Great Value for Covina Landlords
Present day Covina was originally within the homelands of the indigenous Tongva people for 5,000 to 8,000 years. In the 18th century it the became part of Rancho La Puente in Alta California, a 1770s Spanish colonial and 1842 Mexican land grants.
The city of Covina was founded in 1882 by Joseph Swift Phillips, on a 2,000-acre (8.1 km2) tract that was purchased from the holdings of John Edward Hollenbeck, one of the 1842 grantees of Rancho La Puente. In 1875 Hollenbeck had purchased a failed coffee plantation from 3 Costa Rican brothers, Pedro Maria Badilla, Julian Badilla, and Pedro Antonio Badilla, the latter who purchased it from the heirs of Hollenbeck's 1842 co-grantee John A. Rowland.
The City of Covina was named by a young engineer, Frederick Eaton, who was hired by Phillips to survey the area. Impressed by the way in which the valleys of the adjacent San Gabriel Mountains formed a natural cove around the vineyards that had been planted by the region's earlier pioneers, Eaton merged the words "cove" and "vine", and in 1885, created the name Covina for the new township.
The city was incorporated in 1901, the townsite being bounded by Puente Street on the south, 1st Avenue on the east, the alley north of College Street on the north, & 4th Avenue on the west.

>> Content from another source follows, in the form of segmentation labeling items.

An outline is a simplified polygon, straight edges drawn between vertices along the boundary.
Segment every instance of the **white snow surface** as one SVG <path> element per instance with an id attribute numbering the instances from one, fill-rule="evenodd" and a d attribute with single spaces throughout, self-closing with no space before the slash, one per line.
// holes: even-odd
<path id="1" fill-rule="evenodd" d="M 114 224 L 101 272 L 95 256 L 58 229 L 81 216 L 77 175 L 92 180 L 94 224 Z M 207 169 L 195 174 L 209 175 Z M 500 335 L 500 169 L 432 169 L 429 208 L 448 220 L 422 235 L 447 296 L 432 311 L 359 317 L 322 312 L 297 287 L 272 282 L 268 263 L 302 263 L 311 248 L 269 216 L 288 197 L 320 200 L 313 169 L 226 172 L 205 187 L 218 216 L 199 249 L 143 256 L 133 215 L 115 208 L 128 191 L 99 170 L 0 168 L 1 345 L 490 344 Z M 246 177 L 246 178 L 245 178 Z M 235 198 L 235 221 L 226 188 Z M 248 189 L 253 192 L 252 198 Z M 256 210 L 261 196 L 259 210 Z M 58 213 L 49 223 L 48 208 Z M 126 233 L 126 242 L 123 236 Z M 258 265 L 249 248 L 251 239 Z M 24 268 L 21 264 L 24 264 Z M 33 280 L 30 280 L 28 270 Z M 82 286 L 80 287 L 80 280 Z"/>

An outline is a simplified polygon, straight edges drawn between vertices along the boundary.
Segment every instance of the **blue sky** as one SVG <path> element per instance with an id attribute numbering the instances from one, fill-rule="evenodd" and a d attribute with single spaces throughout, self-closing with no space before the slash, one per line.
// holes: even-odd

The city’s slogan, “One Mile Square and All There”, was coined by Mrs F. E. Wolfarth, the winner of a 1922 slogan contest sponsored by the chamber of commerce, when the incorporated area of the city was only (some say slightly less than) one square mile, making it the smallest city in area in the country.
It would be orange and grapefruit groves, not vineyards, that would soon blanket the city and make it famous. By 1909, the city was the third largest orange producer in the world, and it still claimed to have “the best oranges in the world” as late as the 1950s. Since World War II, however, the orange groves have been largely replaced by single-family (houses) and multiple-family (apartments) dwellings.